Na esteira da descolonização e da maior onda
de democratização que já vivemos, a queda do Muro de Berlim acabou a
Guerra Fria.
Mas na América ficamos com uma herança, que
foi Cuba, onde continuou o embargo dos EUA — que já no meu mandato o Brasil
rompeu. A Revolução Cubana procurava se exportar para toda a América
Latina. Isto correspondeu ao período das ditaduras militares estimuladas e
reconhecidas pelos EUA, das agitações populares e da implantação de um anarco
populismo. Procurava-se destruir a autoestima nacional, estimular a luta das
minorias e promover a guerra de guerrilha, coisas que foram perdendo força à
proporção que o mundo se ia transformando.

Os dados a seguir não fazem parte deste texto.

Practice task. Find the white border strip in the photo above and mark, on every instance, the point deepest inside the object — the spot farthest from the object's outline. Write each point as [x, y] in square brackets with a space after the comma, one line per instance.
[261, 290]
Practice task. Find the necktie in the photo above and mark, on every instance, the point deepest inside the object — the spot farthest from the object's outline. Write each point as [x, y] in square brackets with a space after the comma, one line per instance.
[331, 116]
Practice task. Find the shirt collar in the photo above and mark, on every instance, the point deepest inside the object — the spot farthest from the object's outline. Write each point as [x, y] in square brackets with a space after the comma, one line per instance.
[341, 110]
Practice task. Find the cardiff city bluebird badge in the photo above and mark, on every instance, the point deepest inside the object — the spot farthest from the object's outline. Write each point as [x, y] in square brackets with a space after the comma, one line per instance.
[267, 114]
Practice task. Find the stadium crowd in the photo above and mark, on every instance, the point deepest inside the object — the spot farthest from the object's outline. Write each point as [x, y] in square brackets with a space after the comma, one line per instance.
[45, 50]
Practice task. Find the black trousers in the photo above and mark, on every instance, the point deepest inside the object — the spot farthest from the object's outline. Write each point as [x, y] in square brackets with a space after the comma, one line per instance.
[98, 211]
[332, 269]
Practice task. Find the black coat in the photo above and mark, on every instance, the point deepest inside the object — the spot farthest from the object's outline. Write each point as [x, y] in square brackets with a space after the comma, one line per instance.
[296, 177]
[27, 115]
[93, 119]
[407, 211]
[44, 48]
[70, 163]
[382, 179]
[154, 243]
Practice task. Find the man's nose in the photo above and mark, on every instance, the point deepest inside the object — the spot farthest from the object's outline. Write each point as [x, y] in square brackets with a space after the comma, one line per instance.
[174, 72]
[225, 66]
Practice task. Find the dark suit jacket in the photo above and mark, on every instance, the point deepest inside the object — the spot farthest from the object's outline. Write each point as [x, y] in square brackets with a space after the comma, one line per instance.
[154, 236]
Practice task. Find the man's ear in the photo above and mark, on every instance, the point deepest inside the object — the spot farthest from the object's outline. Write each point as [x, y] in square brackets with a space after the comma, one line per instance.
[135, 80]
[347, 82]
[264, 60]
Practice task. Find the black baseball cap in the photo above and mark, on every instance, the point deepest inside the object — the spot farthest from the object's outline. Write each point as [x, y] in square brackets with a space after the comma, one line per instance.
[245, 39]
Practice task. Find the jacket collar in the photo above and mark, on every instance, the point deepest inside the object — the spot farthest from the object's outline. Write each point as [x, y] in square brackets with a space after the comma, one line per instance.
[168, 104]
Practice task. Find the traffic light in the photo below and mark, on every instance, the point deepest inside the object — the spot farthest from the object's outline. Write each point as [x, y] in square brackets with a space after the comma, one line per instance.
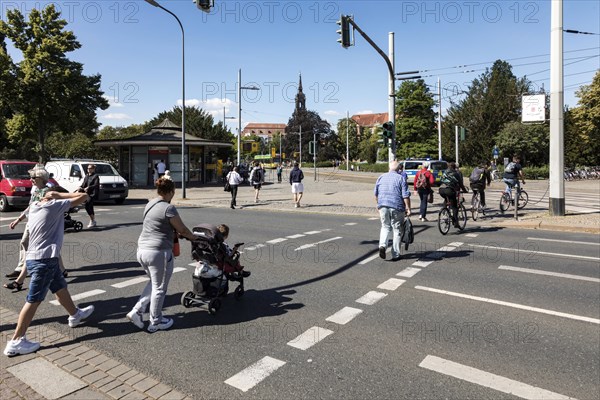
[205, 5]
[344, 31]
[388, 129]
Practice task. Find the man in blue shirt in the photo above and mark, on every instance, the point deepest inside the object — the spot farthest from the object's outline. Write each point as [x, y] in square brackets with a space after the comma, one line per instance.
[393, 202]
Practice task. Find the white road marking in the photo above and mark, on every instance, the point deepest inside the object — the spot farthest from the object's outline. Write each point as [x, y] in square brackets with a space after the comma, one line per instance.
[557, 274]
[408, 272]
[80, 296]
[488, 379]
[421, 263]
[278, 240]
[307, 246]
[131, 282]
[543, 253]
[514, 305]
[344, 316]
[565, 241]
[371, 298]
[309, 338]
[391, 284]
[254, 374]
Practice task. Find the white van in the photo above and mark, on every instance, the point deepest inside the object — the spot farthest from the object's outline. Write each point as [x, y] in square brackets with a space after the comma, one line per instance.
[70, 173]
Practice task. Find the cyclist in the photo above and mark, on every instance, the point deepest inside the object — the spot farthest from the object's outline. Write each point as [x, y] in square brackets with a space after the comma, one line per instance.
[452, 182]
[512, 173]
[479, 178]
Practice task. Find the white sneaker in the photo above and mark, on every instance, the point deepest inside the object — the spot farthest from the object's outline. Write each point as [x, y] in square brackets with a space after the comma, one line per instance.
[80, 315]
[164, 324]
[136, 318]
[20, 346]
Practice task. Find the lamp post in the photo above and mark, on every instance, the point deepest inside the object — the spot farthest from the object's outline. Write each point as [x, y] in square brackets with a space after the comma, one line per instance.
[155, 4]
[240, 87]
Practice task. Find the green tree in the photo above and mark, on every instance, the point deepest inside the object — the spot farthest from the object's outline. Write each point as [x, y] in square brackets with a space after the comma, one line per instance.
[530, 141]
[493, 100]
[52, 95]
[585, 134]
[416, 135]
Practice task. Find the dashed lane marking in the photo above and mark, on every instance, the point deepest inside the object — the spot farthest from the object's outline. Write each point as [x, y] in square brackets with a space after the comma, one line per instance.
[565, 241]
[391, 284]
[548, 273]
[408, 272]
[309, 338]
[344, 316]
[254, 374]
[80, 296]
[543, 253]
[371, 298]
[513, 305]
[488, 379]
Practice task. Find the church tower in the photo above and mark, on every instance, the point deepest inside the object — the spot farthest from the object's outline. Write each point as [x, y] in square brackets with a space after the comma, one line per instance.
[300, 98]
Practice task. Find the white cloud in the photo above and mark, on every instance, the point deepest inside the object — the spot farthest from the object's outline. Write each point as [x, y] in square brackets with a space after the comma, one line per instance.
[117, 116]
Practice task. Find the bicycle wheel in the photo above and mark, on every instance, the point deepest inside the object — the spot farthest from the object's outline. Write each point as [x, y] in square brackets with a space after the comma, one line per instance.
[462, 217]
[504, 202]
[444, 220]
[523, 199]
[475, 206]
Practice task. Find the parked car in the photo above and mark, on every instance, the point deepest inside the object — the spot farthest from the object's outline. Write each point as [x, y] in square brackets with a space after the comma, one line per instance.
[412, 165]
[15, 185]
[70, 173]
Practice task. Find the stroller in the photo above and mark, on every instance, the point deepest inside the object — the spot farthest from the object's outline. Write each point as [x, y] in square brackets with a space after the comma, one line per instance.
[215, 268]
[70, 223]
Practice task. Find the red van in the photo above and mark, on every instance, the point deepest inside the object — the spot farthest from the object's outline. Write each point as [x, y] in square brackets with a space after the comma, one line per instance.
[15, 185]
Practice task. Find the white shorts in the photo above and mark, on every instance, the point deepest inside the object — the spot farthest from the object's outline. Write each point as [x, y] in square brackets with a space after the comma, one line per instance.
[297, 187]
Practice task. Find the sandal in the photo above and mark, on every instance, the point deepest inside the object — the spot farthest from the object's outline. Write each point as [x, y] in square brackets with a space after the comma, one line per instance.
[14, 285]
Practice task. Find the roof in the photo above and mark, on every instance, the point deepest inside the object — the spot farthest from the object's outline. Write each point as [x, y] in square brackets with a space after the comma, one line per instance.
[370, 119]
[164, 134]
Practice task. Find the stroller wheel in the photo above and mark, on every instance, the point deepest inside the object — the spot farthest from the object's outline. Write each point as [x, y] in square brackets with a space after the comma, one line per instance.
[239, 292]
[213, 306]
[187, 299]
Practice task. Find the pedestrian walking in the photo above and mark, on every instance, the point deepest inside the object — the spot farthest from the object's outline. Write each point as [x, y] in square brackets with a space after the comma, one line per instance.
[393, 204]
[155, 254]
[46, 228]
[235, 179]
[423, 182]
[91, 186]
[296, 177]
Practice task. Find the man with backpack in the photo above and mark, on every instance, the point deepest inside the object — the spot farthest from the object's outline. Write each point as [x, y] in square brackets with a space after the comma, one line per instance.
[479, 179]
[423, 182]
[452, 182]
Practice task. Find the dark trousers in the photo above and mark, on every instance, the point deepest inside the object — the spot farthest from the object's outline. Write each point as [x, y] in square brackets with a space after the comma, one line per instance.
[423, 195]
[450, 194]
[233, 194]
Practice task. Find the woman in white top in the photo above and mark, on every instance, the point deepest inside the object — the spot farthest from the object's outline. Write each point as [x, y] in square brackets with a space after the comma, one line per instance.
[234, 179]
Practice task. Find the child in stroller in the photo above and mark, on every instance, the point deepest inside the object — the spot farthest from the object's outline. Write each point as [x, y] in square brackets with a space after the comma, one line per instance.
[217, 264]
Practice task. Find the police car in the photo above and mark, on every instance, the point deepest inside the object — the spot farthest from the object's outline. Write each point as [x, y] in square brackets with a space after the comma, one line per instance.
[413, 165]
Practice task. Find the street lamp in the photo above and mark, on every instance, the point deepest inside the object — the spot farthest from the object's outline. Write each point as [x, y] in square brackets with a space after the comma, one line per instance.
[155, 4]
[240, 87]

O que ficou nos dias de hoje foi o
fortalecimento do proletariado e a tomada de consciência da prioridade dos
direitos humanos, cujas violações tornaram-se intoleráveis e impossíveis de
aceitar, e uma sociedade cada vez mais inconformada com a desigualdade.

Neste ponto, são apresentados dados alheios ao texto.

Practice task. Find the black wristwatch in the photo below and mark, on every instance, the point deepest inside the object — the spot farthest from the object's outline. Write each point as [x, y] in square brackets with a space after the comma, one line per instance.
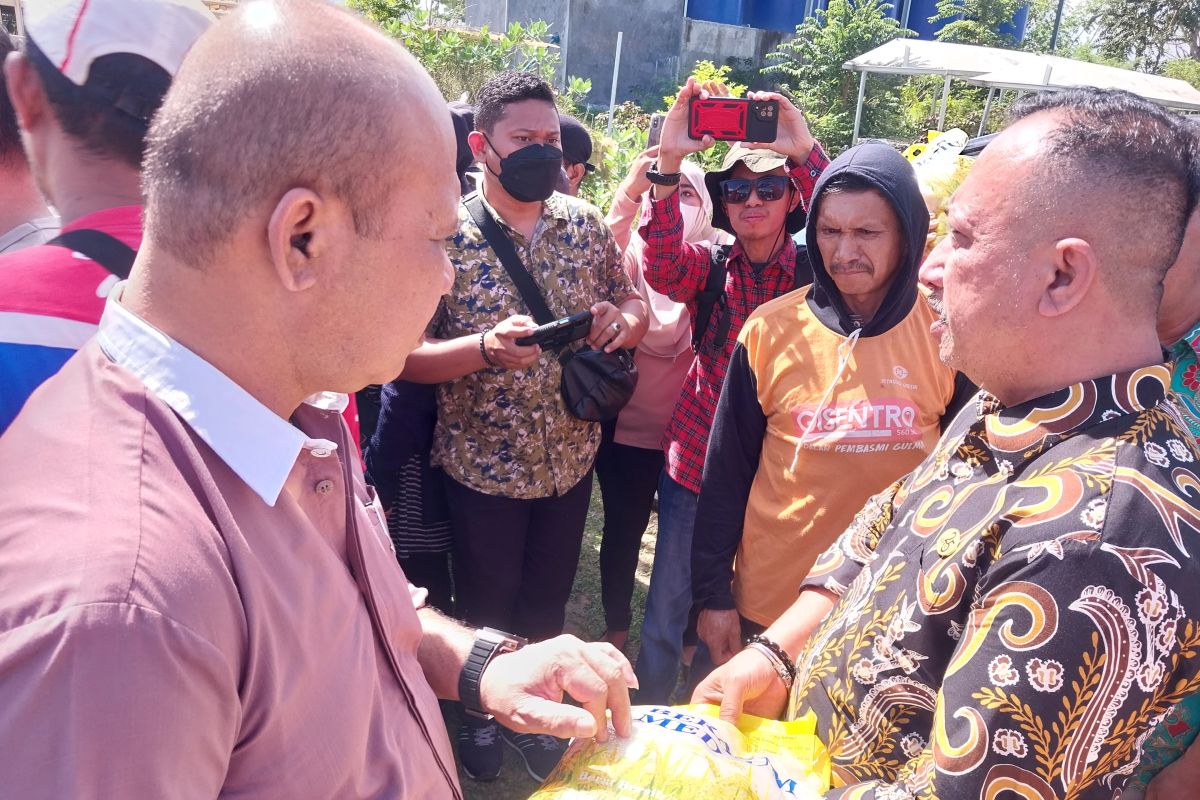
[489, 644]
[661, 179]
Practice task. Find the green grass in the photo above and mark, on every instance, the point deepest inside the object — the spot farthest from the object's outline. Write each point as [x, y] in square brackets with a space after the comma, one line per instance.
[585, 619]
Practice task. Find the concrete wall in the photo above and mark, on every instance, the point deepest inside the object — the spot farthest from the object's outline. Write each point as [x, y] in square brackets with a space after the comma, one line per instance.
[717, 42]
[587, 30]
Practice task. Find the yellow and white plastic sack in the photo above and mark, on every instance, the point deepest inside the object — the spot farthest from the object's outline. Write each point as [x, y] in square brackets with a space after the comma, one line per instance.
[689, 752]
[940, 170]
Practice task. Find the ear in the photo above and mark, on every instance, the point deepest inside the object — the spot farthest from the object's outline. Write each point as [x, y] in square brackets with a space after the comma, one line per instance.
[1075, 269]
[299, 233]
[478, 144]
[24, 90]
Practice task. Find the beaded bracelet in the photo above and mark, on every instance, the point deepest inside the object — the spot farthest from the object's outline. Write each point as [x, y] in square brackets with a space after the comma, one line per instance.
[483, 349]
[775, 663]
[778, 653]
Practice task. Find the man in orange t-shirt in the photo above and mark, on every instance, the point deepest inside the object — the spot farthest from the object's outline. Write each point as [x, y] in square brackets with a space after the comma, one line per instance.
[834, 380]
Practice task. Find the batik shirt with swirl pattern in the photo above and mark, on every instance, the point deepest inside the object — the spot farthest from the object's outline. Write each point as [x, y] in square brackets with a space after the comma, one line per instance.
[1186, 378]
[1019, 612]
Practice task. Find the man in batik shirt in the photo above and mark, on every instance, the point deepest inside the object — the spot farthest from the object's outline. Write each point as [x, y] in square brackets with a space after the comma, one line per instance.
[1018, 614]
[1170, 752]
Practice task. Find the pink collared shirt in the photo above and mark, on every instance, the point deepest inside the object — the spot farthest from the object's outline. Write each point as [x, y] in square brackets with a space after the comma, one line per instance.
[185, 612]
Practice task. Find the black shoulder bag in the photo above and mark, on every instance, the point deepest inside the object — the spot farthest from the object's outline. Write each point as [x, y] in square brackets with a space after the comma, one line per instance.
[595, 385]
[712, 298]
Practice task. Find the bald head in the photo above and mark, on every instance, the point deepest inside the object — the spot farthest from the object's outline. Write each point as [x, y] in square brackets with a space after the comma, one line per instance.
[285, 94]
[1109, 168]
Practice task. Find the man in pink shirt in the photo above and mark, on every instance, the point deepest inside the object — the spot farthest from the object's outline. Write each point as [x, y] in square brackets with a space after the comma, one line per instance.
[199, 599]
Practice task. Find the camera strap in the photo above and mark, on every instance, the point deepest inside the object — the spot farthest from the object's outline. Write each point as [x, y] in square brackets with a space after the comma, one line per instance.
[502, 245]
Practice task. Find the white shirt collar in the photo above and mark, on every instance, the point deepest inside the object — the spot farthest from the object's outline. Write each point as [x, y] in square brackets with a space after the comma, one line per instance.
[252, 440]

No mundo de hoje acabou-se a polarização
entre duas potências — Rússia e EUA —, para uma multipolarização, com
destaque maior para a China, potência científica e militar que caminha para ser
a primeira economia do mundo.
Assim, esta turbulência que vive a América
Latina é uma distante hipoteca da Guerra Fria, misturada a rebeliões populares
do longínquo século XIX. É um fenômeno das democracias pobres, não
amadurecidas e consolidadas do mundo ocidental. É o caso da Venezuela, da
Nicarágua, do Peru, do Equador. Na Argentina sobrevive e ao mesmo tempo agoniza
o peronismo, cuja ideologia não se sabe bem o que é, mas resiste ao
tempo. O problema da Bolívia é inteiramente diferente.

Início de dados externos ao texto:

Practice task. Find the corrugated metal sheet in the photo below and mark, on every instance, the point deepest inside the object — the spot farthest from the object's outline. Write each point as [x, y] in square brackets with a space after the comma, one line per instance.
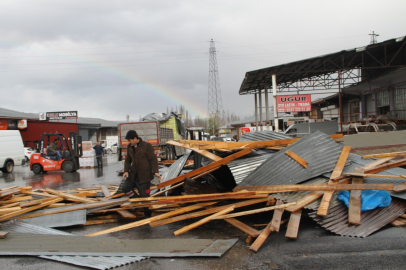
[98, 262]
[243, 166]
[371, 221]
[263, 136]
[30, 244]
[295, 196]
[175, 169]
[318, 149]
[60, 220]
[357, 161]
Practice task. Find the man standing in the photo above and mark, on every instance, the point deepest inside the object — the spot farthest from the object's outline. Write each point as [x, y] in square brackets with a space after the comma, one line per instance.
[53, 149]
[141, 164]
[99, 153]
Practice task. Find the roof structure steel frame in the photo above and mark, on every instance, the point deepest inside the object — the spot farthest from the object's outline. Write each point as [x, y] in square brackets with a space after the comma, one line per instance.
[329, 72]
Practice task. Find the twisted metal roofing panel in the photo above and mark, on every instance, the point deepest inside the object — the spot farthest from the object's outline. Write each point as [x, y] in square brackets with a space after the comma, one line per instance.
[97, 262]
[337, 219]
[318, 149]
[263, 136]
[357, 161]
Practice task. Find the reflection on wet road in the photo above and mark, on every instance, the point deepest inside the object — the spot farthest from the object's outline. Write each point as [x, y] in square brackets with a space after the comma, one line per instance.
[22, 176]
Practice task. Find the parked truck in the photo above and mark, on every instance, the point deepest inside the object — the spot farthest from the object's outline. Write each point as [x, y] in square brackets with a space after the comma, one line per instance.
[151, 132]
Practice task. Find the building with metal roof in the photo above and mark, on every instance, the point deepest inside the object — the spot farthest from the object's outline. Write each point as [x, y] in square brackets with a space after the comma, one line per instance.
[373, 73]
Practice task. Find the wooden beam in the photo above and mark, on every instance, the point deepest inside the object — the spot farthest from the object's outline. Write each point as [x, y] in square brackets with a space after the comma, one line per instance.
[73, 208]
[206, 212]
[243, 227]
[203, 221]
[338, 169]
[151, 219]
[306, 200]
[256, 211]
[377, 162]
[3, 234]
[264, 234]
[166, 190]
[18, 199]
[297, 158]
[364, 175]
[392, 154]
[386, 166]
[187, 198]
[293, 225]
[277, 217]
[223, 161]
[319, 187]
[197, 150]
[69, 197]
[354, 207]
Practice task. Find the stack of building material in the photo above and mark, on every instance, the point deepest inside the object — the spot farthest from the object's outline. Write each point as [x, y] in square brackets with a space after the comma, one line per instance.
[289, 182]
[88, 158]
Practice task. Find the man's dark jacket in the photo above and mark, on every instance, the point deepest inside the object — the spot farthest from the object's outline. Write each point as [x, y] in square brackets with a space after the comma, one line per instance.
[141, 161]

Na Bolívia houve a presença de um fenômeno
pessoal: Evo Morales. Ele fez um brilhante governo. Pela primeira vez
o país teve um longo período de estabilidade, crescimento econômico e paz
social. O Presidente Morales julgou que isso lhe assegurava perpetuar-se no
poder e avaliou mal o sentimento popular. A rotatividade no poder é a base
da estabilidade democrática. Ele convocou um plebiscito para ver se o povo
concordava em dar-lhe um quarto mandato e o povo respondeu
não. Ditatorialmente, dominando a Justiça, obteve da Corte Suprema
desconhecer o veredito popular e forçou uma nova eleição, comprovadamente
fraudulenta. Deu no que deu.
A Bolívia é país sofrido, instável, com uma
história de expoliação de seu território, tendo sua saída para o mar cortada e
passado por mais de 150 golpes militares.
Vamos esperar que volte ao caminho que vinha
seguindo: democracia e crescimento. Ela merece.